To remove these poorly aligned sequences, we used the automated trimming program SPRUCEUP (Borowiec, 2019) on the complete set of UCE alignments. This program identifies outlier alignment sequences in individual samples, rather than alignment columns, and trims the sequences based on user defined cutoffs applied to all samples or to specific samples only. In the configuration file, we set SPRUCEUP to use the Jukes-Cantor-corrected distance calculation, a window size of 20 base pairs (bp), an overlap size of 15 bp, a lognormal distribution, and a cutoff value of 0.98. Additionally, we used manual cutoffs for the samples with the most exaggerated terminal branch lengths (Osmia_maxillaris_BLX43:0.039, Osmia_melanocephala_BLX45:0.035, Osmia_emarginata_infuscata_BLX38:0.04, Osmia_mustelina_umbrosa_BLX47:0.047, Osmia_cornuta_BLX35:0.037, Osmia_cerinthidis_cerinthidis_BLX32:0.04, Osmia_cerinthidis_cerinthidis_BLX176:0.05, Osmia_rufina_BLX368:0.04, Osmia_bicornis_globosa_BLX174:0.037). We arrived at these settings over several rounds of testing, with the objective being to do minimal trimming for most species and more aggressive trimming for the problematic samples (trimming results show in Fig. 1).

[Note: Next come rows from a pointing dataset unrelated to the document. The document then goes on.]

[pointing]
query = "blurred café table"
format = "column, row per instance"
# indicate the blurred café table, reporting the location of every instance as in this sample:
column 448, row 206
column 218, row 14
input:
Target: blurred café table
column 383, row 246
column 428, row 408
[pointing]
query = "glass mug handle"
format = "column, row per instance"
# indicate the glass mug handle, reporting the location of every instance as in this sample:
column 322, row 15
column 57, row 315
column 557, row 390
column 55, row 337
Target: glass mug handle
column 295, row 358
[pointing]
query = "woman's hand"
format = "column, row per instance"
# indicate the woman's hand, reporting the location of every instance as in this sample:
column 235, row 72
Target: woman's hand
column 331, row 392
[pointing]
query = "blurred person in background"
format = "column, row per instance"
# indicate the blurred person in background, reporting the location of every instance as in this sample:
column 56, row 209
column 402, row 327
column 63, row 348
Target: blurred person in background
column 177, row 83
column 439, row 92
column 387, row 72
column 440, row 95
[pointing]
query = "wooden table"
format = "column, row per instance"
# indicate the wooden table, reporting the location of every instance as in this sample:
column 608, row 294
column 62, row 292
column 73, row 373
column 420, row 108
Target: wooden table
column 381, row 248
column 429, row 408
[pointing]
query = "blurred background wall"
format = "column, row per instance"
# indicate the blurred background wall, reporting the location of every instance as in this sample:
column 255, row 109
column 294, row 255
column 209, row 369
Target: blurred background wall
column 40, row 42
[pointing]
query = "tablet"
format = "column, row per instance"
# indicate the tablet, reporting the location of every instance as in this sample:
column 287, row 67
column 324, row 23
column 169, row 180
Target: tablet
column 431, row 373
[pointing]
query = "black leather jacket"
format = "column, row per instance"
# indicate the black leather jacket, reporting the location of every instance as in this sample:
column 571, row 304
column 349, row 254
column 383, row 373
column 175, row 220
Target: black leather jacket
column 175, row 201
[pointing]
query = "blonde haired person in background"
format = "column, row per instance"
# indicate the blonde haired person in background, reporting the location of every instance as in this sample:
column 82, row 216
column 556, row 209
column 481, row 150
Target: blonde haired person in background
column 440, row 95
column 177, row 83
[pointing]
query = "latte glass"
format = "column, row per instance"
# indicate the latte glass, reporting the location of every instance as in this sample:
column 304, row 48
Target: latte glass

Following trimming with SPRUCEUP, we used PHYLUCE to re-trim all alignments with GBLOCKS (same settings as above) and then to filter the alignments for taxon occupancy, requiring loci to have 0%, 50%, 75%, 90%, 95%, 98%, and 100% taxon completeness. For each resulting set of filtered loci, we used PHYLUCE to generate descriptive statistics for the data and to concatenate the loci into a supermatrix for analysis. For each supermatrix we performed an unpartitioned phylogenetic analysis with IQ-TREE v2 (Minh et al., 2020), selecting GTR+F+G4 as the model of sequence evolution and performing 1,000 Ultrafast Bootstrap replicates (UFB; Hoang et al., 2018) and 1,000 replicates of the SH-like approximate likelihood ratio test (SH-aLRT; Guindon et al., 2010). For most analyses we used the GTR+F+G4 model only and did not perform model testing. This was done because using more complex models does not negatively impact phylogenetic results (Abadi et al., 2019), even when a less complex model might be favored. We also avoided using the proportion of invariant sites (+I) model with gamma distributed rates (+G) for among-site rate heterogeneity because the two parameters cannot be optimized together (Yang, 2006). Based on a review of the matrix statistics and the results of the unpartitioned analyses, we selected the 75% complete locus set as the focal set for additional analyses.